As the reports piles up, some men are wondering if in five years they won’t be allowed to give hugs.
“I hear guys sarcastically talking about sexual harassment, like, ‘everything is harassment now,’” he said. “I think a lot of guys are just rolling their eyes now, like ‘come on.’”
According to Kimmel, some men worry about sex becoming less sexy.
“Here’s the fear: oh my God, everyone’s gonna be having to ask for permission, and sign contracts, it’s completely so unsexy,” Kimmel said. “And I think, ‘boy, do you have it backwards, dude.’ When women get to say, ‘Here’s what I want,’ it's gonna be a lot sexier.”
As an example of changing social standards, etiquette expert Daniel Post Senning points to chivalry. The details change often: “whether a woman stands up when she shakes hands, or remains seated; whether you lay your coat down in a mud puddle or whether you say to yourself, ‘No we're just going to both be common sense people and walk around that;” whether a man precedes a woman into an elevator or out of a revolving door.
In the first edition of Emily Post’s “Etiquette,” in 1922, there was a chapter on chaperones — people who would accompany young women on dates — and how women should treat them, said Post Senning, the great-great grandson of the late author Emily Post. A few editions down, that chapter was nixed.
What does not change, Post Senning said, is the point of it all.
“There has always been a premium on considerate, respectful, honest behavior,” he said. “From an etiquette perspective, your ability to take no for an answer I think is important, as is your ability to decline well.”
As a journalist, I write about mostly terrible things. Plane crashes, car accidents, bank robberies; embezzlement, political corruption, deaths of people young and old. It is very easy for me to keep myself out of the story, because I am not the one who matters there.
I do not publicly share my political leanings, and I did not hashtag “metoo,” despite the truth of it. But as I tried to write this piece without any trace of myself, I realized it would not be honest that way. This story is just as much about me as it is about anyone else.
Early for a Friday night dinner reservation at The Smith in NoMad, I stopped into a Manhattan Starbucks a few doors down. Long story very short, a bearded man asked me out and I said no. He said, “I respect your decision, obviously,” and proceeded to try to convince me to change my mind.
He said he understood, that he was “not trying to push” me, as he expressed his confusion at my rejection of his offer and encouraged me to question my own judgment.
I have been stalked, cat-called, touched without my consent and against my protests. One night at a bar on Long Island, a stranger grabbed my wrist as I walked past him, as if that was all he needed to do to have me.
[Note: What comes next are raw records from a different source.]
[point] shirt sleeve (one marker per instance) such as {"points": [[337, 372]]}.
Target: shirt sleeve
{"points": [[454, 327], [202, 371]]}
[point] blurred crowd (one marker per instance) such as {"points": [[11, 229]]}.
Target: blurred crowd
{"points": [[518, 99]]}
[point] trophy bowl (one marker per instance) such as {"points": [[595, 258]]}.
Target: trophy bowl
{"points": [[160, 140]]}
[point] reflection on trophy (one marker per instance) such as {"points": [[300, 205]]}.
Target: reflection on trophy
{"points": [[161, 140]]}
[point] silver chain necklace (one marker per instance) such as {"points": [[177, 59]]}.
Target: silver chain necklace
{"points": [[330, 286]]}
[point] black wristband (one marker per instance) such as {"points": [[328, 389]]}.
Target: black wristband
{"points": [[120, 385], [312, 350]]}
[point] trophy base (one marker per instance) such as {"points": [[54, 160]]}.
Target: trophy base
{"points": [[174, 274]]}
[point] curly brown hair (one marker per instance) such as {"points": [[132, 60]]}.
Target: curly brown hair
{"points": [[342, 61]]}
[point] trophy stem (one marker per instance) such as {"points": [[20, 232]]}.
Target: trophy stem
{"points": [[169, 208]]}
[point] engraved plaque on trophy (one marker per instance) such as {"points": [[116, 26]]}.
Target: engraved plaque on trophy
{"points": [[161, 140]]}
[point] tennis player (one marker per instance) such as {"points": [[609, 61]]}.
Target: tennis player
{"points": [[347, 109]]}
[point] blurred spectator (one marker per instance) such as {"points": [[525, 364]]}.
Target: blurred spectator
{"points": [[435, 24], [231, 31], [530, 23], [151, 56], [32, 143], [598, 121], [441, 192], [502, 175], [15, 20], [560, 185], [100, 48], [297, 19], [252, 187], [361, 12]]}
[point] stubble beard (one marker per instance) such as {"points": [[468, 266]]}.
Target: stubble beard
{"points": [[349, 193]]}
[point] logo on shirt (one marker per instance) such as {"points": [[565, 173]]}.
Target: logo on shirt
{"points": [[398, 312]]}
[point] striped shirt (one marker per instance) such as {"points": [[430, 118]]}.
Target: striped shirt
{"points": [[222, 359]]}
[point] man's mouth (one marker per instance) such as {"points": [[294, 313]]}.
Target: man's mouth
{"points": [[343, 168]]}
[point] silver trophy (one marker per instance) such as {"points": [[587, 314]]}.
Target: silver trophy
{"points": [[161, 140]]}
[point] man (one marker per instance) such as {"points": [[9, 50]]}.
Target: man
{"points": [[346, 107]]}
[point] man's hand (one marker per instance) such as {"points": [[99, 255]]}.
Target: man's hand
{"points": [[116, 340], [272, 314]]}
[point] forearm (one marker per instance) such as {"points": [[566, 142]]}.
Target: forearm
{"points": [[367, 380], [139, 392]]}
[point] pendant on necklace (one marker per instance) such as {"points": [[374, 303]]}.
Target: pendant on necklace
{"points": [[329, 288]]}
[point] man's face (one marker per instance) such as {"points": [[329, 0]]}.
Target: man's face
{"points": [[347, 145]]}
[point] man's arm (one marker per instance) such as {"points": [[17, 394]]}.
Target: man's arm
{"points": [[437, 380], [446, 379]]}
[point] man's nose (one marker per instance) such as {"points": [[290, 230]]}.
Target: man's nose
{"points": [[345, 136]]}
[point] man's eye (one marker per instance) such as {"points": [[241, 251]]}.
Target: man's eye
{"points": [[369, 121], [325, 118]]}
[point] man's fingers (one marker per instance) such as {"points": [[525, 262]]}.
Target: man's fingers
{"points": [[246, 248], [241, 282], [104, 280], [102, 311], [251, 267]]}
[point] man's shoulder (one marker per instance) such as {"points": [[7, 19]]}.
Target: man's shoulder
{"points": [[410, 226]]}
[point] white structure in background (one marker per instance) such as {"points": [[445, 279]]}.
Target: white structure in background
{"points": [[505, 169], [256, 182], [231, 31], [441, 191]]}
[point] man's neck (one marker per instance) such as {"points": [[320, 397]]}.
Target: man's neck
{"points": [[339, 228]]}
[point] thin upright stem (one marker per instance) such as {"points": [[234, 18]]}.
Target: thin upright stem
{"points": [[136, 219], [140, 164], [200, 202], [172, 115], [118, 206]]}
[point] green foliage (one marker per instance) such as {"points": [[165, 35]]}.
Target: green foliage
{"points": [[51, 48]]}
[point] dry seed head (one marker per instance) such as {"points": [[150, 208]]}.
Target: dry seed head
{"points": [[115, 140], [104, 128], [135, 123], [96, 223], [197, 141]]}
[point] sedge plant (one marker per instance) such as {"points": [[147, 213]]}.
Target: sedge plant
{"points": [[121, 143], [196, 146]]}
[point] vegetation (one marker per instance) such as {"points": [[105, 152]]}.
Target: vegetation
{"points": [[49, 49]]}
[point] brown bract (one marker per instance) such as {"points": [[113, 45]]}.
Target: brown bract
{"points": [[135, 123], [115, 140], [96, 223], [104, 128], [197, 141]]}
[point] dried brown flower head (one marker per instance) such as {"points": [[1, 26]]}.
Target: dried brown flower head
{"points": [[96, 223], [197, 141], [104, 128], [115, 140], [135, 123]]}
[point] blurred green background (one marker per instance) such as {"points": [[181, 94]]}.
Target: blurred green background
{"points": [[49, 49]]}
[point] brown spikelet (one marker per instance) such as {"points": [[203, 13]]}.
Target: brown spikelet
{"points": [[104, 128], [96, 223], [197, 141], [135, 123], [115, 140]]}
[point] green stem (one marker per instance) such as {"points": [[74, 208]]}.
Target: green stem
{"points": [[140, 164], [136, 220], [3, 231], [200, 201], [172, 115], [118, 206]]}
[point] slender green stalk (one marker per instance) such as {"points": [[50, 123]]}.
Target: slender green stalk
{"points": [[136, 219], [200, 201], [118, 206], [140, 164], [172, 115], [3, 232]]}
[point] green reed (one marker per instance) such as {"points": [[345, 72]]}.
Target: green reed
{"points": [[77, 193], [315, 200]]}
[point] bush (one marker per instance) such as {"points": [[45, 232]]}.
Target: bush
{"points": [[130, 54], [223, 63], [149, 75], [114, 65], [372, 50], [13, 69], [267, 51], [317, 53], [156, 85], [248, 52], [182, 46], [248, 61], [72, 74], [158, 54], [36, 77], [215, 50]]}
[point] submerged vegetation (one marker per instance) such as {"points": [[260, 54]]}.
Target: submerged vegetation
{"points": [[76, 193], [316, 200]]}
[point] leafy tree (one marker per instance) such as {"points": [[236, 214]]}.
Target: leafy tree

While out on assignments, I have stood pretending not to hear as male photographers whispered not so quietly about the way that I look. As if ignoring a playground bully, I have ignored them, choosing professionalism over confrontation not out of fear but out of exasperation: ‘I’m working, I do not have time for this right now.’
In 2012, during my junior year of college, I invited a male acquaintance to my on-campus apartment to hang out. I had something to do in the common area, so I let him in and pointed him toward my bedroom at the back of the suite.
When I got to my room, I found him sitting on the floor, back against the window, flipping through my excessively dog-earred and annotated copy of Fitzgerald’s “This Side of Paradise.”
“Why are you sitting on the floor?” I asked, amused.
“I couldn’t just sit on your bed,” he said. “You hadn’t invited me to.”
That exchange should not impress me; but it did, and it does.